Теоретическое соображение усиливает эти социально–исторические наблюдения. В чём же состояла в сущности индустриальная революция, что было нового в образовании капитала и в машинной работе? Ни в коем случае не в «эксплуатации человека человеком» — она была стара, как египетские пирамиды — а наоборот: в робко начинавшемся и позже становившимся всё более широким (вплоть до авантюрного) увеличении применения сил природы или даже в полном замещении ими человеческих производительных сил. Можно сказать почти что так: внутренней сутью капиталистической промышленной революции и её конечной целью было и есть сделать ненужной эксплуатацию людей людьми, и на её место поставить эксплуатацию людьми сил внечеловеческой природы. У этого, разумеется, есть своя проблематика и свои опасности, как мы сегодня начинаем замечать. Однако они лежат не там, где полагали их видеть Маркс и Энгельс, то есть в социальном, в обнищании трудящихся масс, которые напротив — не сразу, но в исторически короткое время, за одно–два столетия — превратились в пользователей капиталистического промышленного развития. Потому что массовое производство, каким оно впервые стало возможным, требовало, если оно должно было быть экономически оправданным, массового потребления; а массовое потребление требовало — и создавало — массовое благосостояние. Потребовалось некоторое время — примерно столетие — пока это уяснили капиталисты. Но затем уже не было никакого сдерживания.
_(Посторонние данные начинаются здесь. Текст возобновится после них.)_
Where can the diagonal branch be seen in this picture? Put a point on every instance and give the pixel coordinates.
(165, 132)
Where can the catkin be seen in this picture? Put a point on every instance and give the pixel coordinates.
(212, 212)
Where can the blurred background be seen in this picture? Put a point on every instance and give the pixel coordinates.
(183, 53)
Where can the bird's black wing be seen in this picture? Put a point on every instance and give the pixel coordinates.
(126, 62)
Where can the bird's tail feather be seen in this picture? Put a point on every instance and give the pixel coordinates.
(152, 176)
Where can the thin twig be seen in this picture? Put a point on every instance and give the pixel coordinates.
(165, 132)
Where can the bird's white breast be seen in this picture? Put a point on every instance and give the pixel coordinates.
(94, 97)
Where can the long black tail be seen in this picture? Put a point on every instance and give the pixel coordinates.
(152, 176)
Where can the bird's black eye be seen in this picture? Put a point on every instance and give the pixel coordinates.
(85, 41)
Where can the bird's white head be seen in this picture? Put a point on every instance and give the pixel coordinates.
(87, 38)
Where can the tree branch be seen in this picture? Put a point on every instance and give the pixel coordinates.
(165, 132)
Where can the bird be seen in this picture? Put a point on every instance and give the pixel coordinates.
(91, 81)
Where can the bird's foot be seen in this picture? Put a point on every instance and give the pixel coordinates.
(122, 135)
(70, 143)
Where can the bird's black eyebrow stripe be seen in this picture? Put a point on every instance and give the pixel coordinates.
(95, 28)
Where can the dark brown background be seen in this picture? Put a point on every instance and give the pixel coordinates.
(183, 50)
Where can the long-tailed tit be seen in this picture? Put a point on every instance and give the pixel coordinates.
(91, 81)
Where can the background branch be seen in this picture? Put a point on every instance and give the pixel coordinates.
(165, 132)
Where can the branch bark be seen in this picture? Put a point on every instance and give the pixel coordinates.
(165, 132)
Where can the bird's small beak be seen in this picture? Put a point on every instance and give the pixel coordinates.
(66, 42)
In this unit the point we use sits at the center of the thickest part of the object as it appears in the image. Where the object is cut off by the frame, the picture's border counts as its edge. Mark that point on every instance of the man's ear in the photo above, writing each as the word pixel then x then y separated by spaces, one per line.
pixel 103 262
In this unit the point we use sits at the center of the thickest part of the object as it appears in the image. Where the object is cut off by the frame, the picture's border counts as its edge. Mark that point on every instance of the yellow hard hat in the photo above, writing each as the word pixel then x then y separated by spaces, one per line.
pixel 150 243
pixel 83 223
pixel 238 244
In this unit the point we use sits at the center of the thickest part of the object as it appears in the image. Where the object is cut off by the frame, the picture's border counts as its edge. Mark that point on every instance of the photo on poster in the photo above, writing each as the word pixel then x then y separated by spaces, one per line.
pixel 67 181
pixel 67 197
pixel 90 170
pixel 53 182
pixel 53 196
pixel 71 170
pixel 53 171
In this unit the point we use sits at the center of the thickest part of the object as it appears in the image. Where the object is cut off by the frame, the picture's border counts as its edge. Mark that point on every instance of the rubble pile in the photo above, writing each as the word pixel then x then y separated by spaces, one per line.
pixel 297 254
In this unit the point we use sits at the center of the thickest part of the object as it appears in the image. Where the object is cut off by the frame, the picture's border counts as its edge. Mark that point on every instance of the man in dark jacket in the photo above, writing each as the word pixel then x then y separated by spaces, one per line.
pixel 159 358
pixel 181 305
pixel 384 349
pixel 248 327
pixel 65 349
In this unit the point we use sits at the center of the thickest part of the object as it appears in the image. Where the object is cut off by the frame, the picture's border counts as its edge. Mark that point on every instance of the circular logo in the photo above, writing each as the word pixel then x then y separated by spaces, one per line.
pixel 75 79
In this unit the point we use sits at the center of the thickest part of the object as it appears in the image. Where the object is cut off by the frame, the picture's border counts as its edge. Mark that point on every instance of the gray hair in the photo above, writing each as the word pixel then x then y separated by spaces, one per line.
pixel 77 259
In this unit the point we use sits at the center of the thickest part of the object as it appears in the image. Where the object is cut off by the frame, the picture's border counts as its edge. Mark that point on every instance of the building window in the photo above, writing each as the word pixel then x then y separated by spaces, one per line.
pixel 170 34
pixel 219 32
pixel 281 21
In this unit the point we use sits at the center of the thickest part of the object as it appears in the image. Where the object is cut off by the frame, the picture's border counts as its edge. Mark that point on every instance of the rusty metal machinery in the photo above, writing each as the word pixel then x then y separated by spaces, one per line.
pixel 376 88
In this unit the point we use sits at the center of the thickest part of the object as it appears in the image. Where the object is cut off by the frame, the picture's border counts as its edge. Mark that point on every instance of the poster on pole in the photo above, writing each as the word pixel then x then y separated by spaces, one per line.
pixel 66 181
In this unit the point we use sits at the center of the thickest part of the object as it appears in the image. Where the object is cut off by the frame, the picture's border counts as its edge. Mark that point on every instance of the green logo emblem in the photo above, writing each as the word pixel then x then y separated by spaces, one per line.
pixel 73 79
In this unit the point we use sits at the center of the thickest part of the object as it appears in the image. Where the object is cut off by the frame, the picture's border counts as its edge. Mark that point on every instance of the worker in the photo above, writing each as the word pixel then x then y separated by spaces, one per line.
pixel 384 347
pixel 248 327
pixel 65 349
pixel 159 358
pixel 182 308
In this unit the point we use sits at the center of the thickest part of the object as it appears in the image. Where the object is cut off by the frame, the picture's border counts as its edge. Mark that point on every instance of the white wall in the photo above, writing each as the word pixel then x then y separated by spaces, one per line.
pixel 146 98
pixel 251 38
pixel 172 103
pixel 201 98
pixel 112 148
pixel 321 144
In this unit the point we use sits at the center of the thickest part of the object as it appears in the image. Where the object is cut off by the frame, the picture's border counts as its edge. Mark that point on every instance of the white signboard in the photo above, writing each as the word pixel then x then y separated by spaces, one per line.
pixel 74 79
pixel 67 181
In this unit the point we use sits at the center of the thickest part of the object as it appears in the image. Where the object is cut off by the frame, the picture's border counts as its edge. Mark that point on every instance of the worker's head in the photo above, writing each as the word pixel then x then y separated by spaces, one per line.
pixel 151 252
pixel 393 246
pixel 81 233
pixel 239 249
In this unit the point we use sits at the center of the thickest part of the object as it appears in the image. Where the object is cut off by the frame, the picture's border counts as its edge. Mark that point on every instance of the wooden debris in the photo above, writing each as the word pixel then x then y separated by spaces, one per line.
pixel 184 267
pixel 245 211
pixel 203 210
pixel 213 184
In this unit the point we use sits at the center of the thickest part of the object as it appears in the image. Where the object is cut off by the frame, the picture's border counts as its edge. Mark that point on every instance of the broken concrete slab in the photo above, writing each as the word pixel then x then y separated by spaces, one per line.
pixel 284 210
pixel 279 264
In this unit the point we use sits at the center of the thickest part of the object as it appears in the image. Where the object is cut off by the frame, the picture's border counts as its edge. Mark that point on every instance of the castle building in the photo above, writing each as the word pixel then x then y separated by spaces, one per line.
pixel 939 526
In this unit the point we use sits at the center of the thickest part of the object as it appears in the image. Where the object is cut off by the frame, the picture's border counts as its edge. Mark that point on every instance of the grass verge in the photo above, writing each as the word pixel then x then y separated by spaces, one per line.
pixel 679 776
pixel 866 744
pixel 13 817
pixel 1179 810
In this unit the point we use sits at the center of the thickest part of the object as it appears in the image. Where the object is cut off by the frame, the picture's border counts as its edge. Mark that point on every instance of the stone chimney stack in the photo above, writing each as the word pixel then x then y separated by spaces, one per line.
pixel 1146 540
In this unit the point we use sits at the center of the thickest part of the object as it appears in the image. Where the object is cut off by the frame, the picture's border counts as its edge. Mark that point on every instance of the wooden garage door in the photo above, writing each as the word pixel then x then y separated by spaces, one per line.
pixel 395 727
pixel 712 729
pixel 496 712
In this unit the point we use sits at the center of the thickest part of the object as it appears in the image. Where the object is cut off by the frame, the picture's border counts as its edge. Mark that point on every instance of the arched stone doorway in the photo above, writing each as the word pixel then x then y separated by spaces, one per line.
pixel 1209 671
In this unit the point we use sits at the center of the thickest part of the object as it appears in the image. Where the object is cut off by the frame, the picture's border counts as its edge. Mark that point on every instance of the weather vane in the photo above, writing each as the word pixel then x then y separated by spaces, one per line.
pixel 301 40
Простой пример: сапожник в доиндустриальную эпоху за рабочий день изготавливал, если он был прилежен и искусен, возможно пару обуви. Рабочий на обувной фабрике 19‑го века делал, принимая участие в общем производстве, примерно сто пар обуви, а сегодня, на высоко автоматизированной фабрике, он делает возможно тысячу пар. (Если выразиться иначе: капитал создаёт прибавочную стоимость тем, что он многократно увеличивает производительность труда). Однако какой смысл владельцу фабрики затевать всё это с обувью, если нет никого, кто это у него купит? И кто должен покупать у него миллионы и миллионы пар обуви из ежегодного производства, если не те люди, которые раньше ходили босыми, а теперь носят обувь, и люди, которые прежде обходились одной парой обуви, теперь же имеют в шкафу по меньшей мере дюжину? Как, однако, должны они этого достигать, если им не платят соответствующей платы за труд? Это старый Генри Форд с ворчанием объяснял — если он хочет продавать свои автомобили, то он должен платить своим рабочим столь высокие зарплаты, чтобы они смогли купить автомобиль. И это старый Бисмарк в 1891 году после своей отставки в в интервью газете произнес поистине пророческие слова. «Капитал и труд», — сказал он, — «должны стать наилучшими друзьями, и они без сомнения стали бы таковыми, если бы только каждый из участников не желал прежде получить маленькое преимущество перед другим. Это естественно, просто таковы люди, и нам не следует надеяться, что мы сможем изменить это».